La Nueva Mayoría al concentrarse en sí misma incrementa también sus contradicciones internas, las cuales no surgen de sus referentes electorales, sino de sus intereses y alimentos. Esa mirada interior lleva que las actuales tensiones no reproduzcan el clásico binominal de la transición, sino amplifiquen las corrientes y los intereses individuales. Así tenemos que el fin del reformismo y su reemplazo por el conservadurismo neoliberal haya pasado a ser una expresión de cálculos electorales. Son señales hacia sus financistas desde una plataforma política escorada próxima a la zozobra.
Los conflictos políticos ya no responden al tradicional espectro del binominal, sino está fragmentado en múltiples instancias. Estamos en un estado de confusión total, una crisis de tales proporciones cuyos protagonistas, en un estado de desesperación, se cierran al inmediato pasado y a la realidad. No sólo se clausura el programa y sus reformas, sino el contexto social y se desconocen sus demandas. En este proceso de olvido y huida, la Nueva Mayoría no vale ni como marca ni menos como nombre. Es minoría, tan antigua como la Concertación y está desmenuzada.

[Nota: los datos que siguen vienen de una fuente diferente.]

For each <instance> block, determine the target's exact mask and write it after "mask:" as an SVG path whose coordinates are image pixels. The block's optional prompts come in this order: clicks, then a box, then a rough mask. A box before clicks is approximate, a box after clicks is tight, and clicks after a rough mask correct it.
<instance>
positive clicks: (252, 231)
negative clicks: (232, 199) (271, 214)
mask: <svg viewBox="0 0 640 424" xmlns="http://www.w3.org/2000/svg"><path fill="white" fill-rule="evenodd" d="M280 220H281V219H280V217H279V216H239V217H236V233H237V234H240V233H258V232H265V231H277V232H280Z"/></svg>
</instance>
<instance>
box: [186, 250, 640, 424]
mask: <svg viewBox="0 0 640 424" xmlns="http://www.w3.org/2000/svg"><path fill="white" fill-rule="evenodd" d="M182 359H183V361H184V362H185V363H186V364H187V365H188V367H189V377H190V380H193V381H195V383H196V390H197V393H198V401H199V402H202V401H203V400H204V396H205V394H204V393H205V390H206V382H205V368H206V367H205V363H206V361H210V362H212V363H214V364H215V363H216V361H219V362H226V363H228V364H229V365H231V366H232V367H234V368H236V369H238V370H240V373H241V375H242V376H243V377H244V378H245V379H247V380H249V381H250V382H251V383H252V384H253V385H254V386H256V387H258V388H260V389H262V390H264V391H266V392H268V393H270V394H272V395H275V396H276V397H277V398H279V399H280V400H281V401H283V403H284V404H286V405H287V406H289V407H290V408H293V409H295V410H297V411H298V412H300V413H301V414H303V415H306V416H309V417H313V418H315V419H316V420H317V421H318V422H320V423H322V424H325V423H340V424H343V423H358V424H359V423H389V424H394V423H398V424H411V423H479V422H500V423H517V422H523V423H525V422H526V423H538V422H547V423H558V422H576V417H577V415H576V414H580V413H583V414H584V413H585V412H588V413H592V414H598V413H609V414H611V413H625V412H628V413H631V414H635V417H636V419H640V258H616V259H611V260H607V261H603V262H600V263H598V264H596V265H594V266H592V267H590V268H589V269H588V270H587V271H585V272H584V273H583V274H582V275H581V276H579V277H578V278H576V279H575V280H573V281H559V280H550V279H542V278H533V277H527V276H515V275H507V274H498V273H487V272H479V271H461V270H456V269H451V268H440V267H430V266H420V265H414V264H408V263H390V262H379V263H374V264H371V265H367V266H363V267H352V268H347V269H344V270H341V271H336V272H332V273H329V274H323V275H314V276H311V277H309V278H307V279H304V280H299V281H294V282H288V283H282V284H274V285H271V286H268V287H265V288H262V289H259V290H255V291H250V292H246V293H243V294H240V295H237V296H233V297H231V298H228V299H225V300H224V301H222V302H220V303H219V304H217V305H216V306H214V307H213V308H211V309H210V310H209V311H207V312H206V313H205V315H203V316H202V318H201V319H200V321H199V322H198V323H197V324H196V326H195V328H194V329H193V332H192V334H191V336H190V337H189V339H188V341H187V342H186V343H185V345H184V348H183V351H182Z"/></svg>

Durante los últimos 25 años no habíamos sido observadores de una catástrofe de tales proporciones. A la descomposición ética de la política, cruzada por las boletas ideológicamente falsas, tenemos múltiples efectos. Pero tal vez el mayor y magnificado esté en la misma Moneda: una presidenta que junto a su gobierno cae a plomo en su aprobación, que suma niveles inéditos de repudio e incertidumbre los cuales conjuga, lo que es una irracional paradoja, con un retiro progresivo e impúdico del programa. Un absurdo caso de inmolación política.
Pero nada de ello es comparable a la miseria política que salpica desde el mismo gobierno y la coalición. En las últimas dos décadas no habíamos sido testigos de un complot como el que está ocurriendo en La Moneda, con ministros empoderados y vinculados en redes externas que contradicen y desoyen día a día a la mandataria. Ejemplos como el de Jorge Burgos levantando desde el día de su nombramiento la agenda de la Democracia Cristiana ante el proceso constituyente o el proyecto de ley para desmontar la reforma tributaria de Rodrigo Valdés abren una periodo de fragmentación, torceduras y bandazos. Pero nada de ello se puede comparar a los comentarios, críticas y sesgadas interpretaciones levantadas desde su propia coalición a las palabras de Michelle Bachelet en una entrevista publicada el 9 de agosto. La crisis estimula la traición y el magnicidio.
La descomposición política está apuntando a su propia desaparición. Los últimos eventos exhiben el fin de las cohesiones y mínimas lealtades, muchas de ellas todavía en latencia desde hace años pero aún así con mínimas presencias. Los últimos episodios ya apuntan a su licuación y evaporación. La Nueva Mayoría, un armazón electoral cohesionado con el programa de reformas, ya tiene el mismo destino de la Concertación. Fracasadas las primeras reformas, la segunda etapa fue su desaparición. Sus creadores han sido sus más fervientes destructores, lo que escribe una nueva marca en el delirio político.
Aquí no hay juego de suma cero. El proceso de deterioro y corrupción no traspasa beneficios al oponente. Es la crisis que ha terminado con la plataforma, con los andamiajes, con la institucionalidad política. Este escenario, que unos ven con espanto y otros prefieren no ver, tiene sus explicaciones. Porque todo proceso de corrupción tiene sus corruptores. Los dueños del juego político, sus financistas, están cobrando la cuenta.